UK GRIM
Sleaford Mods
Rough Trade Records

Chronique : Sleaford Mods, indignés s’entêtent

Le douzième album des Sleaford Mods adresse avec brio une nouvelle addition salée à l'Angleterre du Brexit. Avec son lot de productions irrésistibles, souvenirs d'enfance et ruminations.

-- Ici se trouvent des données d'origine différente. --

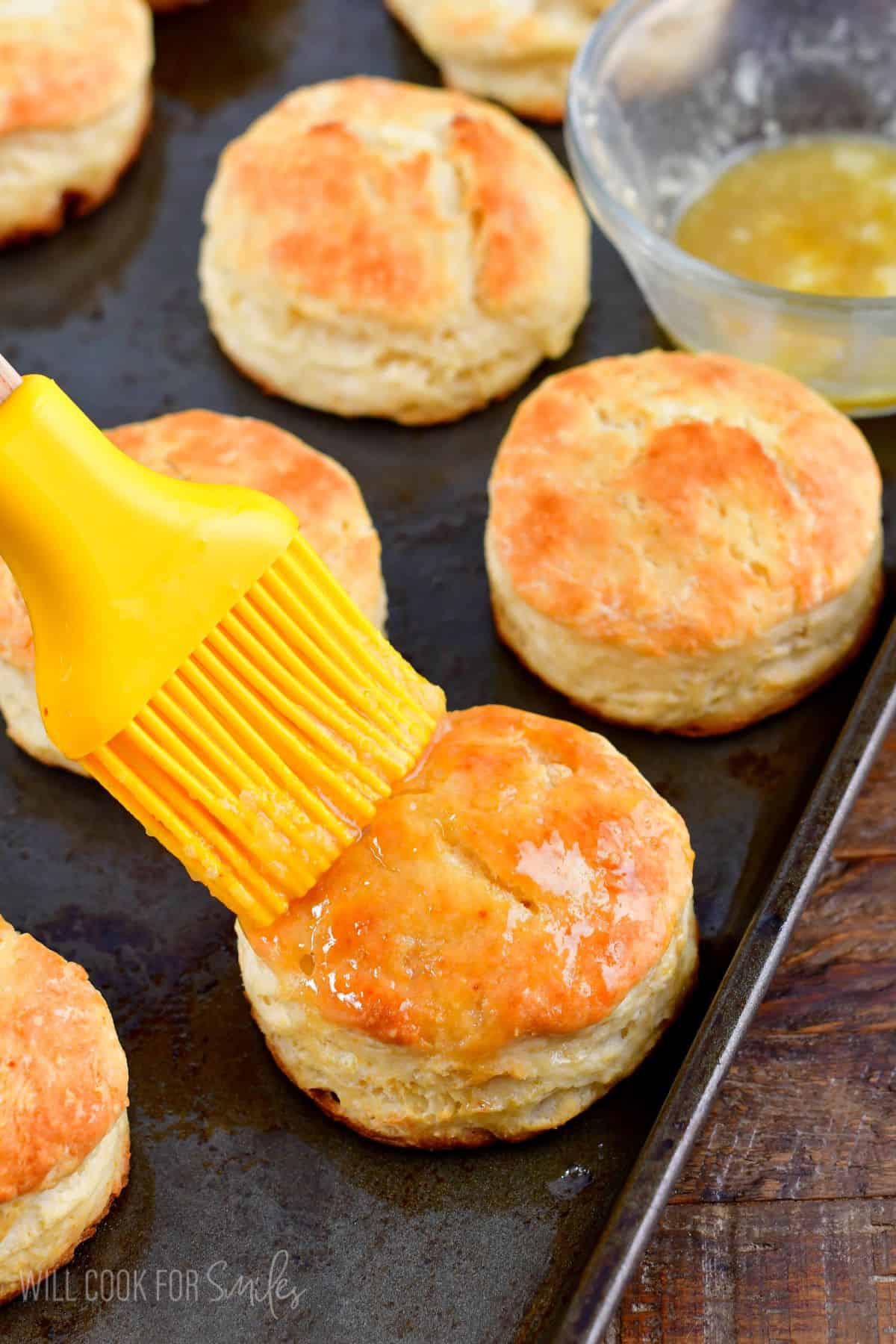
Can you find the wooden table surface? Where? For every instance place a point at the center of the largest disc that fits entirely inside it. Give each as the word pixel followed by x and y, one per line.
pixel 783 1226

«En Angleterre, personne ne vous entend crier», aboie Jason Williamson sur UK GRIM, le morceau-titre qui ouvre ce douzième album du duo de Nottingham, et rien ne résume mieux le défi que ce nouveau LP représente pour Williamson et son complice Andrew Fearn : à quoi bon gueuler encore une fois les mêmes conneries, sur les mêmes beats bon marché, pour le même public, avec les mêmes critiques contre les mêmes connards, tories incompétents, trolls d’Internet, patrons escrocs ? À quoi bon même une nouvelle chanson des Sleaford Mods, alors que, avec sa Première ministre groupie thatchérienne battue en longévité par une laitue, c’est l’Angleterre elle-même qui est devenue une chanson des Sleaford Mods ? (Liz Truss est dans les lyrics et le clip de UK GRIM).

Un autre groupe aurait déjà baissé les bras. Ou changé de style. Pas les Sleaford Mods. Derrière ses machines, Andrew Fearn n’a pas encore épuisé tout son réservoir de productions irrésistibles, de la ligne de basse élastique de UK GRIM aux beats made in 1984 de Rhythms of Class, en passant par le piano italo-house de Apart from You ; et si plusieurs titres ressemblent davantage à la bande-son frénétique d’un jeu Nintendo vintage (Pit 2 Pit, Tory Kong), Fearn sait aussi ralentir les choses pour créer des ambiances plus méditatives, comme sur Smash Each Other Up ou I Claudius, permettant à son complice de se faire plus personnel, sans cesser d’être sarcastique.

Car si Williamson continue à déverser sa bile sur l’état de son pays ravagé par le Brexit, la xénophobie et la nullité de ses gouvernants, il parsème aussi ses éructations de souvenirs d’enfance, d’évocations de son âge, de références télévisuelles et cinématographiques (films de guerre de série B, péplums, King Kong), tout en continuant à faire surgir de ses mots des images aussi prosaïques que saisissantes («J’ai vu le père Noël avec un paquet de chips (il mange ça ? vraiment ?)», sur I Claudius). Mais sur UK GRIM, la meilleure preuve de la vitalité de l’art vulgaire des Sleaford Mods réside certainement dans ses titres en collaboration, Perry Farrell sur So Trendy et, surtout, Florence Shaw (la chanteuse des Dry Cleaning) sur Force 10 from Navarone, qui se coule parfaitement dans le flot logorrhéique du duo. En ce début d’année 2023 aussi déprimant que l’année 2022, vous n’entendrez pas grand-chose de mieux que la voix grave de Florence Shaw susurrer des mots orduriers et des histoires de blob vert sur une cavalcade électronique signée Andrew Fearn. Honneur aux Sleaford Mods : they did it again.